1. Beware GPs with maps and pens. Building consortia is not about drawing a line on a map. The most successful will start working with practices now, and build knowledge upwards. If we don’t do that, starting at GP practice level, we will end up with a PCT
2. Focus attention on the really important things. In almost all plans for QIPP I’ve seen, managing urgent care / LTCs care is at the heart of it. That will be a more important indicator for me over 2 years than whether a consortia’s governance clever or sparkling.
3. Community services transformation is at the centre of this, and is critical. We need to get over organisational stuff, and get into changing those services. If your community provider is with an acute, ensure they're integrated, and available 24/7. Those issues will make the difference. FTs, have to show that they’re clinically and financially sustainable, which is exactly what we need to do to deliver quality and productivity.
6 things are very important:
1. The issue about patient power, how do we give individual patients more power? A recent survey found that 70% patients thought should have more choice over GP; 70% of GPs thought their patients should have no choice. It’s the issue for primary care – how to give patients more power in terms of information, knowledge understanding and support to manage their condition in a better way?
2. How do we avoid reinventing old system?

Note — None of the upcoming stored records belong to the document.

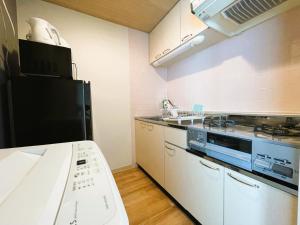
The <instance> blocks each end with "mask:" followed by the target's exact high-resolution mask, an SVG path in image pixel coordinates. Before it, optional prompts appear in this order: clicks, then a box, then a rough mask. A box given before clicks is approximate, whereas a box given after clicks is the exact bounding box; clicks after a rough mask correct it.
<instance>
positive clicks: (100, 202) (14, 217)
mask: <svg viewBox="0 0 300 225" xmlns="http://www.w3.org/2000/svg"><path fill="white" fill-rule="evenodd" d="M0 180H1V185H0V224H1V225H2V224H3V225H4V224H5V225H50V224H51V225H66V224H68V225H69V224H70V225H96V224H97V225H102V224H106V225H128V224H129V223H128V217H127V214H126V211H125V208H124V205H123V202H122V199H121V197H120V194H119V191H118V188H117V186H116V183H115V181H114V179H113V176H112V173H111V171H110V169H109V166H108V164H107V162H106V160H105V158H104V156H103V154H102V153H101V151H100V149H99V148H98V147H97V145H96V144H95V143H94V142H92V141H82V142H70V143H61V144H52V145H44V146H34V147H23V148H14V149H2V150H0Z"/></svg>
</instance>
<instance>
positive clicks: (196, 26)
mask: <svg viewBox="0 0 300 225" xmlns="http://www.w3.org/2000/svg"><path fill="white" fill-rule="evenodd" d="M180 3H181V7H180V11H181V13H180V15H181V37H180V41H181V43H184V42H186V41H188V40H190V39H191V38H193V37H195V36H197V34H199V33H201V32H202V31H203V30H206V29H207V28H208V27H207V26H206V24H205V23H203V22H202V21H201V20H200V19H199V18H197V17H196V16H195V15H193V14H192V13H191V1H190V0H181V2H180Z"/></svg>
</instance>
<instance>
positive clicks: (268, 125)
mask: <svg viewBox="0 0 300 225" xmlns="http://www.w3.org/2000/svg"><path fill="white" fill-rule="evenodd" d="M254 132H261V133H265V134H269V135H272V136H289V137H300V130H299V129H298V128H287V127H285V126H282V125H279V126H271V125H267V124H262V125H256V126H255V127H254Z"/></svg>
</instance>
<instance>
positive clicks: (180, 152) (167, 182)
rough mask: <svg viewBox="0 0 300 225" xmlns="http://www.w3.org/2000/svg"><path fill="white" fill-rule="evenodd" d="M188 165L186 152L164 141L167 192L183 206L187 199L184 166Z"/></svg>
mask: <svg viewBox="0 0 300 225" xmlns="http://www.w3.org/2000/svg"><path fill="white" fill-rule="evenodd" d="M187 165H188V161H187V152H186V151H185V150H184V149H182V148H178V147H176V146H175V145H172V144H168V143H165V186H164V188H165V189H166V191H168V192H169V194H171V195H172V196H173V198H175V199H176V200H177V201H178V202H179V203H180V204H181V205H182V206H183V207H185V206H186V204H187V202H188V199H187V193H188V192H189V190H188V189H189V187H188V186H187V179H186V178H187V173H186V168H187Z"/></svg>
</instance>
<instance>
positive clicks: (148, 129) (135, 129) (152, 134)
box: [135, 121, 164, 186]
mask: <svg viewBox="0 0 300 225" xmlns="http://www.w3.org/2000/svg"><path fill="white" fill-rule="evenodd" d="M135 134H136V135H135V141H136V161H137V163H138V164H139V165H140V166H141V167H143V169H144V170H145V171H146V172H147V173H148V174H149V175H150V176H151V177H153V179H155V180H156V181H157V182H158V183H159V184H160V185H161V186H164V127H163V126H160V125H155V124H152V123H146V122H143V121H136V122H135Z"/></svg>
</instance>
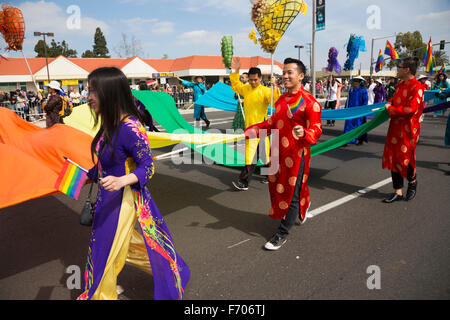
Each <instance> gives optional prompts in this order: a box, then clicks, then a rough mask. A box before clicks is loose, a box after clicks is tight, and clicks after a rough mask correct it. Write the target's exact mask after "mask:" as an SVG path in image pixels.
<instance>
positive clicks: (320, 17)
mask: <svg viewBox="0 0 450 320" xmlns="http://www.w3.org/2000/svg"><path fill="white" fill-rule="evenodd" d="M316 4H317V6H316V31H321V30H325V0H316Z"/></svg>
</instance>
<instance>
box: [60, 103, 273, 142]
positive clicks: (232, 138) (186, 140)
mask: <svg viewBox="0 0 450 320" xmlns="http://www.w3.org/2000/svg"><path fill="white" fill-rule="evenodd" d="M269 99H270V97H269ZM99 122H100V121H99ZM64 123H65V124H66V125H68V126H71V127H72V128H75V129H78V130H80V131H83V132H84V133H87V134H88V135H90V136H92V137H95V135H96V134H97V132H98V130H100V123H99V124H98V125H97V126H96V127H95V128H94V118H93V114H92V113H91V109H90V108H89V106H88V105H87V104H85V105H81V106H78V107H76V108H74V109H73V112H72V114H71V115H70V116H68V117H66V118H64ZM148 137H149V141H150V147H151V148H152V149H159V148H164V147H168V146H171V145H175V144H178V143H182V142H185V143H195V144H208V143H212V142H216V143H229V142H233V141H239V140H242V139H244V135H232V134H188V133H180V134H174V133H166V132H149V133H148Z"/></svg>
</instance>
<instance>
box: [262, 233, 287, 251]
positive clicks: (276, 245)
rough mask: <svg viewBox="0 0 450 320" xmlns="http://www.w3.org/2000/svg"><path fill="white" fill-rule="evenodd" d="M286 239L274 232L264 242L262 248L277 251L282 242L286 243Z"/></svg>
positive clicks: (279, 247) (268, 249)
mask: <svg viewBox="0 0 450 320" xmlns="http://www.w3.org/2000/svg"><path fill="white" fill-rule="evenodd" d="M286 241H287V239H286V237H280V236H279V235H277V234H276V235H274V236H273V237H272V239H270V240H269V242H267V243H266V245H265V246H264V248H265V249H266V250H269V251H277V250H278V249H280V248H281V247H282V246H283V244H285V243H286Z"/></svg>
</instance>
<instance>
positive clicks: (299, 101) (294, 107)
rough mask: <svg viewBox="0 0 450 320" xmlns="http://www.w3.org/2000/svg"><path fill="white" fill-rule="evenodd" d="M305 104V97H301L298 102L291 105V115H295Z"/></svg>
mask: <svg viewBox="0 0 450 320" xmlns="http://www.w3.org/2000/svg"><path fill="white" fill-rule="evenodd" d="M304 103H305V99H304V98H303V96H300V97H299V99H298V100H297V101H295V102H294V103H293V104H289V109H290V110H291V113H292V114H294V113H295V112H296V111H297V110H298V108H300V107H301V106H302V105H303V104H304Z"/></svg>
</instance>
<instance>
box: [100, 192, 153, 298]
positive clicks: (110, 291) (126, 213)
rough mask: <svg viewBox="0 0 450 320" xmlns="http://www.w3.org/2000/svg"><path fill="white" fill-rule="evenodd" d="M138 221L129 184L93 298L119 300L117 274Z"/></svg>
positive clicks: (122, 202) (121, 266)
mask: <svg viewBox="0 0 450 320" xmlns="http://www.w3.org/2000/svg"><path fill="white" fill-rule="evenodd" d="M136 221H137V216H136V210H135V208H134V198H133V194H132V192H131V187H130V186H127V187H125V188H124V191H123V198H122V206H121V208H120V214H119V222H118V224H117V230H116V235H115V237H114V241H113V245H112V247H111V250H110V252H109V256H108V260H107V262H106V267H105V270H104V273H103V277H102V280H101V281H100V284H99V285H98V288H97V290H96V291H95V293H94V295H93V296H92V300H117V288H116V287H117V276H118V275H119V273H120V271H122V269H123V267H124V265H125V262H126V260H127V256H128V252H129V249H130V241H131V238H132V235H133V231H134V225H135V224H136ZM147 259H148V258H147Z"/></svg>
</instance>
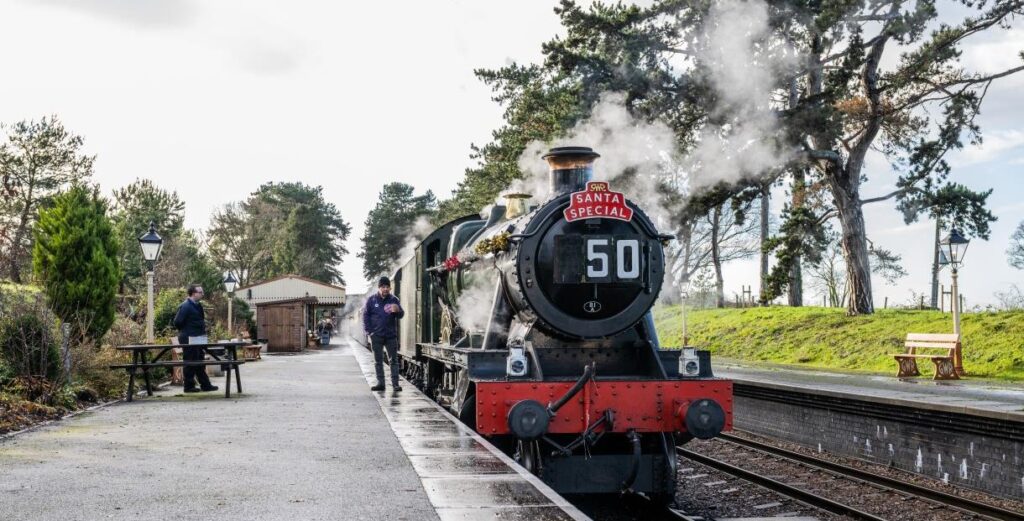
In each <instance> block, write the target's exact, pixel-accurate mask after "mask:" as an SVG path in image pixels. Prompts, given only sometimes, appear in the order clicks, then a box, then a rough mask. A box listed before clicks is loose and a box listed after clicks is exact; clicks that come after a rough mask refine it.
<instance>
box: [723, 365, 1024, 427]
mask: <svg viewBox="0 0 1024 521" xmlns="http://www.w3.org/2000/svg"><path fill="white" fill-rule="evenodd" d="M893 365H894V368H893V371H894V372H895V362H894V363H893ZM715 376H718V377H721V378H728V379H731V380H733V381H734V382H737V383H740V384H744V385H751V386H758V387H762V388H776V389H781V390H800V391H805V392H813V393H815V394H820V395H829V396H836V397H851V398H856V399H859V400H863V401H872V402H878V403H885V404H888V405H901V406H907V407H912V408H918V409H923V410H935V411H944V413H953V414H961V415H969V416H976V417H982V418H988V419H993V420H1000V421H1010V422H1021V423H1024V385H1022V384H1013V383H1002V382H994V381H990V380H972V379H971V378H970V377H968V378H966V379H964V380H952V381H934V380H931V379H930V378H928V377H919V378H913V379H897V378H895V377H886V376H878V375H856V374H843V373H828V372H822V371H805V370H790V368H784V367H770V366H752V365H744V364H737V363H734V362H729V361H726V362H723V361H720V360H717V361H716V363H715Z"/></svg>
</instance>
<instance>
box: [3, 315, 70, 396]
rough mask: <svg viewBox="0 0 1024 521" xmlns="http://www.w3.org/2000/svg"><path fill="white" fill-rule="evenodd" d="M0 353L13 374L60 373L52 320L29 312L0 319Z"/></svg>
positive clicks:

You can see absolutely how it could happen – the National Commissioning Board takes over from DH; consortia from PCTs. It’s in nobody’s interests to make that happen, because it won’t deliver improvements for patients.

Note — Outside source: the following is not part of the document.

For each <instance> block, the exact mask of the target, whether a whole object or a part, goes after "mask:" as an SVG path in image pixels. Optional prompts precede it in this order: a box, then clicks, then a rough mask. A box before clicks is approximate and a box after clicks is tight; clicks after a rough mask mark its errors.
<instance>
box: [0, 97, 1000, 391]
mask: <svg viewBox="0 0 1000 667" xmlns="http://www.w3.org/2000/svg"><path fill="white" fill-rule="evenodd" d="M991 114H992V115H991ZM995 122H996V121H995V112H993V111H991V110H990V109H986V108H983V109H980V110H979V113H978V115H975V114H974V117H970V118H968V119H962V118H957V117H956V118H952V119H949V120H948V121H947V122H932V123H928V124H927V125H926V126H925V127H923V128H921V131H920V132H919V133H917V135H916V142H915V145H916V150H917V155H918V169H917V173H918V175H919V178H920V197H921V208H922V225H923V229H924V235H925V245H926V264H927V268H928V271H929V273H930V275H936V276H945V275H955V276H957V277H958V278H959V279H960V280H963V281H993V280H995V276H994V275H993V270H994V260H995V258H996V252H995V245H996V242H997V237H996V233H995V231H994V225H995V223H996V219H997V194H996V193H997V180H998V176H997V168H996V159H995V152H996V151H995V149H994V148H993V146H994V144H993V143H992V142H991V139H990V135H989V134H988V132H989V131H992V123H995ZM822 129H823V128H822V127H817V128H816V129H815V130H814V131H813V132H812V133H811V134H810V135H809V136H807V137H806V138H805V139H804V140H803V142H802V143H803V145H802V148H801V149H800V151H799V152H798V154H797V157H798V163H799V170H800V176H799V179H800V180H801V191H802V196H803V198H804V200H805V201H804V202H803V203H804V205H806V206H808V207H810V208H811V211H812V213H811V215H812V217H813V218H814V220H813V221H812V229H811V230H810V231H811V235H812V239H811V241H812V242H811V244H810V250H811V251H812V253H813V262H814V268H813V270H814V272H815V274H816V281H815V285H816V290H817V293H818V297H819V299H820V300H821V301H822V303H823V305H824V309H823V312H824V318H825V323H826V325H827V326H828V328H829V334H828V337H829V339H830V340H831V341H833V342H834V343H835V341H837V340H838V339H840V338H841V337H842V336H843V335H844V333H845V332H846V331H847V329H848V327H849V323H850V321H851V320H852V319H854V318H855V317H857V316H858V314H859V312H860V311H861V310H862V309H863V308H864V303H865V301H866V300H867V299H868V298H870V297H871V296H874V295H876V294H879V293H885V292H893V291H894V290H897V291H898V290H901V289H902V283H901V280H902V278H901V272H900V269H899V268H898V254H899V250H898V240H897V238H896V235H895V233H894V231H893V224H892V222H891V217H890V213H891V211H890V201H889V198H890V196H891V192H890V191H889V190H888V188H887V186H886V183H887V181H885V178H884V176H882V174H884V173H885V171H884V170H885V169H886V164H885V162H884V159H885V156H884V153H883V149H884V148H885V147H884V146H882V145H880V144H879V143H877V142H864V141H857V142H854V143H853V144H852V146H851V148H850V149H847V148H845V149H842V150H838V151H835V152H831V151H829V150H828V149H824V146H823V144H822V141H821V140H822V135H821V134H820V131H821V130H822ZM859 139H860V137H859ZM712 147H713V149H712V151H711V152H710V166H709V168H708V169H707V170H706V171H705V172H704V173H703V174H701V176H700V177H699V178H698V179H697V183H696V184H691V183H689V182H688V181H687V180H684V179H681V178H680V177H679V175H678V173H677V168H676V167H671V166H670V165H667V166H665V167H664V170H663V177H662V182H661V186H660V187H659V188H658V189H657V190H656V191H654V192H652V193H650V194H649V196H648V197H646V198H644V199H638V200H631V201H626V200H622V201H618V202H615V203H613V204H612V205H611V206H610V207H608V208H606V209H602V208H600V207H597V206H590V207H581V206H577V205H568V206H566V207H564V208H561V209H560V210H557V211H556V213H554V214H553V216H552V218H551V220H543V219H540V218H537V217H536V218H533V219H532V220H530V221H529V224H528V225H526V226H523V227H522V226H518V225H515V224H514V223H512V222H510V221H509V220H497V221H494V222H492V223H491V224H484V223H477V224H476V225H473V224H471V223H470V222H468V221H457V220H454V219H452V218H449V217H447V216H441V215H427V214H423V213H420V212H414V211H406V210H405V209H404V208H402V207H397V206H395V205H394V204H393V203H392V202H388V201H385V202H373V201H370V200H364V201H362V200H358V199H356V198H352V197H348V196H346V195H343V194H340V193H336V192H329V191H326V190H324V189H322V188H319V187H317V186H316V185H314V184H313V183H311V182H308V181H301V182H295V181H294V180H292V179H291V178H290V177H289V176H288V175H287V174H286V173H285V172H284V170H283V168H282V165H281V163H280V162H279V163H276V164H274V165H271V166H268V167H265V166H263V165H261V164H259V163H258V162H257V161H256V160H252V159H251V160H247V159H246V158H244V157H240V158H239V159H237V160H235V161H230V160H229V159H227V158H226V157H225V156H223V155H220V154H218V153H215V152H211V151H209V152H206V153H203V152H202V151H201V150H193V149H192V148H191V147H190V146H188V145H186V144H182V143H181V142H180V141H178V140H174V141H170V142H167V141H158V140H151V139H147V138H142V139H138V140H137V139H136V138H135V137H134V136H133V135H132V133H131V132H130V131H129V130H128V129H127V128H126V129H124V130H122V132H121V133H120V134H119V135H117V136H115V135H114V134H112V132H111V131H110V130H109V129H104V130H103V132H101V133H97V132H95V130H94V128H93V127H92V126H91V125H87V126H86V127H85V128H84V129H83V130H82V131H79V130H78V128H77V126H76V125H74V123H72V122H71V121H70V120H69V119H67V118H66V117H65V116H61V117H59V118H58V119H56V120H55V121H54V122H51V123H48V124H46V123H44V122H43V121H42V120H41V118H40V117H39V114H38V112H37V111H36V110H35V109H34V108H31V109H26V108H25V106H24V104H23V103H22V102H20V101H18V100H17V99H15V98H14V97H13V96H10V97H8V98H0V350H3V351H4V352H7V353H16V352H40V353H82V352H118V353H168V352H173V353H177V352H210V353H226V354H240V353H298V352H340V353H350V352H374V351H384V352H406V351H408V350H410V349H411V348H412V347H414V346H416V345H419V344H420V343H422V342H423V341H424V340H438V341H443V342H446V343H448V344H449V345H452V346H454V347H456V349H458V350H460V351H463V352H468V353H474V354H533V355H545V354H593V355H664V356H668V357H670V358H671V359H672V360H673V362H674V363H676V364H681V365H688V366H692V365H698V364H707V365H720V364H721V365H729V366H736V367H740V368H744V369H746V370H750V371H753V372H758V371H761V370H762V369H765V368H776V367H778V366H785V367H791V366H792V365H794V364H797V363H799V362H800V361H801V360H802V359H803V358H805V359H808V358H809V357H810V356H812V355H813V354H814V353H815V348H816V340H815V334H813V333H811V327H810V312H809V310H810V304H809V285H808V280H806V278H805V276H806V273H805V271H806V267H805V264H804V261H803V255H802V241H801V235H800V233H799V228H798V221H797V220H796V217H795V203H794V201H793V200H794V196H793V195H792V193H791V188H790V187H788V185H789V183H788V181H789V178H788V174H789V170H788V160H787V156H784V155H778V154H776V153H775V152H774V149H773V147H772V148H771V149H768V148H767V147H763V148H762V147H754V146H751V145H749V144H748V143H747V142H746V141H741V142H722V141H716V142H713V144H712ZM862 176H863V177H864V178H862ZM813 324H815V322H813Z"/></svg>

3. There will be tough consequences. We’re moving towards reducing management costs in PCTs, SHAs, DH and ALBs by 45%. That affects about 80,000 people, who are unsure where their futures lie, which is incredibly risky for both the system and bad for us as people in human terms. There is a big issue around commissioning support: we're all committed to GPs getting commissioning support. On 15 December, in the new Operating Framework, we will announce total amount of money available per head of population and it’s remarkably generous, you’ll all be deeply shocked by the size. What to spend it on? Private sector firms wanting to offer commissioning support are very innovative, but can’t take all the work on in one year. If every consortia don’t use PCT staff, we’ll make 80,000 people redundant: the cost of that is £1.5 billion. So we need to be sensible and organised and look after really dedicated people who want to take the service forwards.
4. How can we really embed GP commissioning in the whole healthcare team? You could get a set of GPs over here talking about consortia; and a set of secondary clinicians over there not involved; and another set of other primay care staff over there, also not involved. We need to build all these people into the consortia. And we can’t build consortia without engaging secondary care clinicians, in discussions and governance.
5. Primary care provision is a big opportunity in the next 18 months. Everyone knows some primary care provision is not as good as it can be. Now we can start to tackle it as a significant issue.
6. It’s about investing in skills and capability. It’s important get the right people in the right place.
Finally, this is about leadership, and its importance in significant and great change. Just 2 or 3 things: they're obvious but important for us as leaders.
1. Purpose – think always of why we are here. We have to keep focus attention on quality of service to patients. We have to be obsessed with it over this time: the risks to it are great as we go through this.
2. We must not get obsessed with our own organisations. When new organisation form, those in them tend to stick their elbows out, so it's critical that we avoid that. Patients have to transcend boundaries, and we must ensure we don’t institutionalise set of primary care-secondary care differences.
3. Have confidence that we can make this happen, I've known people develop from fundholding to total purchasing. You've made enormouns improvements for patients; now we have to create an environment where we take this on to the next level.